I'm with Rosina here. I worked clinics attached to schools/children's centres in a Northern town. I also worked with local authority and Barnardos Family Centres. It was commonplace for toddlers to be weaned onto bottles of highly sugared milky tea and Greggs pasties. Mum would bite the corner of the pastie and then let the bairn suck the contents. The Family Centres ran cooking and nutrition classes, but the effect never generalised to home. Frozen chips, pizzas and chicken nuggets were the staples. Yes, most of the families were on benefits, but the mothers nearly all smoked, thought it normal to drink cans of lager through the day and had Sky TV. I'm not talking about a minority either, it was the norm. I'm sorry, but that's not poverty, it is cultural! We are so keen to be seen as 'non-judgemental' that we fail to condemn the harm done to children.

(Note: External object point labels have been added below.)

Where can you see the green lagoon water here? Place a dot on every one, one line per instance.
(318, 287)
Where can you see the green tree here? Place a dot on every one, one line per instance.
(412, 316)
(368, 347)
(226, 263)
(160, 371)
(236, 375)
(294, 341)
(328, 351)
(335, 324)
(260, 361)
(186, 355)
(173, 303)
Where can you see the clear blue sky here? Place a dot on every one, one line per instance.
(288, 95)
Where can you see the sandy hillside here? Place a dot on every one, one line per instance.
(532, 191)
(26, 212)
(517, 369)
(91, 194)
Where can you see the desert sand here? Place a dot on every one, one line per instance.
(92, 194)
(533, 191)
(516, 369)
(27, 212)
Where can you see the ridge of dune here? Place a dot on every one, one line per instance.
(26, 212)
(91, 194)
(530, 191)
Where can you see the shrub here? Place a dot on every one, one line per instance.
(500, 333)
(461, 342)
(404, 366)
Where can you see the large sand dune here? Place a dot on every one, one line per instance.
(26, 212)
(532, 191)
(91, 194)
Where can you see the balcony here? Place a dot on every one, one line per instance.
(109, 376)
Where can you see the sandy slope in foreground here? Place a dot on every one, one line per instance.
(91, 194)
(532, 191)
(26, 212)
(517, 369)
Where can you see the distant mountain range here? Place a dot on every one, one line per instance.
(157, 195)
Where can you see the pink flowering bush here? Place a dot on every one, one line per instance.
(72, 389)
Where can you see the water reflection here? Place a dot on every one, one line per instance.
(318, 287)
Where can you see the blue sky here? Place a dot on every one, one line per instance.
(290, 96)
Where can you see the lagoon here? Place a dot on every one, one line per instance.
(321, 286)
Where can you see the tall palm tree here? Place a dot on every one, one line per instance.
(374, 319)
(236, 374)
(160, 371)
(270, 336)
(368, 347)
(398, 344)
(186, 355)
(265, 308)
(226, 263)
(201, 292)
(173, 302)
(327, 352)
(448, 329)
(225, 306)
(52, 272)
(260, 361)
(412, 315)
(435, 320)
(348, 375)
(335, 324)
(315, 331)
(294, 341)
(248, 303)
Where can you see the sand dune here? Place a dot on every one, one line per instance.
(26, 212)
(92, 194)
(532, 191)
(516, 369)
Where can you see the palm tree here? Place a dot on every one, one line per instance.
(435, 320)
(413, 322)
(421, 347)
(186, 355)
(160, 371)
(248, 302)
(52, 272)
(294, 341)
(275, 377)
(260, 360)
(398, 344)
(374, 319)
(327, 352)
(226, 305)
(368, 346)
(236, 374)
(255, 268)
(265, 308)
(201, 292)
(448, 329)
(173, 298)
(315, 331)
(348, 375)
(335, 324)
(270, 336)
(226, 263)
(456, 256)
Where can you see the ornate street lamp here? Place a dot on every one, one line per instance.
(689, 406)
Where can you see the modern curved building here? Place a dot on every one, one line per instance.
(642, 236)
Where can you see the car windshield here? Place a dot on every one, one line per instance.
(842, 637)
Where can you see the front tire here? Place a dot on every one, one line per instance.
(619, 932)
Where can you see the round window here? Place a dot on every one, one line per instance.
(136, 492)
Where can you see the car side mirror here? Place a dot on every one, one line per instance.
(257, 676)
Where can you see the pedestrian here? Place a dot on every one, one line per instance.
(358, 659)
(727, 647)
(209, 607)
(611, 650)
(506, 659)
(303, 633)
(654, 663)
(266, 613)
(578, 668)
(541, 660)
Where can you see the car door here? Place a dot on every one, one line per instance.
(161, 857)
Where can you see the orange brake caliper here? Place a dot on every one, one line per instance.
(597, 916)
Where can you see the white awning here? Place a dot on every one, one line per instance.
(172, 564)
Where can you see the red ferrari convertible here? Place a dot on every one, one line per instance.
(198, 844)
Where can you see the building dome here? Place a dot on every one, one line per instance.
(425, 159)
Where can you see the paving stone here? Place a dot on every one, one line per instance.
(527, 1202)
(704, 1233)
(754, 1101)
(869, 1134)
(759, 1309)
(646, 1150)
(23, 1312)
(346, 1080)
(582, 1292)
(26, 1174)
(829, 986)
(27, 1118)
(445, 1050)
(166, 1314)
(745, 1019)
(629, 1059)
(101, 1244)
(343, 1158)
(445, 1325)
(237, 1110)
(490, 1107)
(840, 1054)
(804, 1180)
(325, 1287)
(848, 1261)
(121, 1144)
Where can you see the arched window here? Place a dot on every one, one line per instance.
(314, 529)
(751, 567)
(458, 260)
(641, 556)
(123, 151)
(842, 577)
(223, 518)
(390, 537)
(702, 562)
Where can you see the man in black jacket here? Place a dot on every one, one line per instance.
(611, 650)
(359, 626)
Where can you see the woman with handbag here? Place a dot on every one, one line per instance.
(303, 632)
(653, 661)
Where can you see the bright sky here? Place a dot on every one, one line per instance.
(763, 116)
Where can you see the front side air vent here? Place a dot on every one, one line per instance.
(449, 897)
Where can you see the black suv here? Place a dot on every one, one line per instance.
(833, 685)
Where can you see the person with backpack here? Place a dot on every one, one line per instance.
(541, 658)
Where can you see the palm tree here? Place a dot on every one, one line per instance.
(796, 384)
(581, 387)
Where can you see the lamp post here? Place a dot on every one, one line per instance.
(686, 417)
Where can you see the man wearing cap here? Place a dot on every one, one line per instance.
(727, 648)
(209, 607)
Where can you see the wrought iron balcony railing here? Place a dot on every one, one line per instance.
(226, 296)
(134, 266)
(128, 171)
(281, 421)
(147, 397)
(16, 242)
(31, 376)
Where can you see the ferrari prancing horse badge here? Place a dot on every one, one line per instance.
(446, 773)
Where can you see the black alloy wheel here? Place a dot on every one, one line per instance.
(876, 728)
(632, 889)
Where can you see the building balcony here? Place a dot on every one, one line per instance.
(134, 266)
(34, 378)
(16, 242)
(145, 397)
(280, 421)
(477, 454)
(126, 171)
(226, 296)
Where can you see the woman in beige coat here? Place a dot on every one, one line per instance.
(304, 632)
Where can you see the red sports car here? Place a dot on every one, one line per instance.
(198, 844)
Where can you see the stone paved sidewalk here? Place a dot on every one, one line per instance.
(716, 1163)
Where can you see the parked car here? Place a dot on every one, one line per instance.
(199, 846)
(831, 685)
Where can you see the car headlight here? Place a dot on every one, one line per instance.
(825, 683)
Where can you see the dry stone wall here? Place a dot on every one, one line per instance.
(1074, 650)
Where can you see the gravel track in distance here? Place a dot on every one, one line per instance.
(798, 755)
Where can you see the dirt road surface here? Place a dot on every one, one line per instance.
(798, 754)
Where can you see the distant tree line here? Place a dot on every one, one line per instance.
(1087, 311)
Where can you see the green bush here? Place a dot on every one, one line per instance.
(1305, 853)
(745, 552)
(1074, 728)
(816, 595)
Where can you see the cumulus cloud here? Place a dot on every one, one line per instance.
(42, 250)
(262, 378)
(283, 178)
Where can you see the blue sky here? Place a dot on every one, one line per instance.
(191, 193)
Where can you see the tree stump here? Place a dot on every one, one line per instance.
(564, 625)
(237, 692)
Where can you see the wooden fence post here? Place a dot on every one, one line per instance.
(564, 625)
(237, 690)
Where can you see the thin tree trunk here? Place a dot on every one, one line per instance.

Newmom101 Sat 12-May-18 10:36:26

I have known of families where money is so tight that even energy on the meter is accounted for. And cooking from scratch can cost more in gas/electric than sticking a few things from frozen into the freezer and still having enough on the meter for a shower. I admit these cases are not the majority.

For a lot of people it's not just a case of being lazy either, more a case of if that's how you were raised and you're fine then it seems perfectly acceptable.

For others I know, where both parents work full-time, then pick up kids from childminders and don't get home until 6, cooking from scratch can take up valuable time spent with their kids, so again, it's easier to chuck a few frozen things in the oven. I think there's a lot of 'time-poor' people these days, and what they and their kids are eating isn't as much of a concern as getting some free time.

I do agree with the point that cheaper foods mean people with a bit more cash can eat more, which is what often leads to unhealthy eating. And I do think there needs to be more education around that. I work in a secondary school and frequently hear kids saying 'this is healthy though miss, says it's got real fruit in it' as they sit and eat sweets/drink fizzy pop. There's a lot of work to do around educating children about healthy diets, even how to make foods such as pizza healthier, they need to be taught how to make healthy versions of the food they like. I agree with a pp who said that food lessons need to be improved, in our school they do a lot of healthy eating lessons, and a lot of cooking lessons, but I rarely see them learning to make healthy dishes.

Jaycee5 Sat 12-May-18 10:29:52

MamaCaz No people are not given the means to buy a cooker. Councils can give emergency loans but they aren't automatically given and they don't have much money now.
And by 'illegals' I presume you mean people.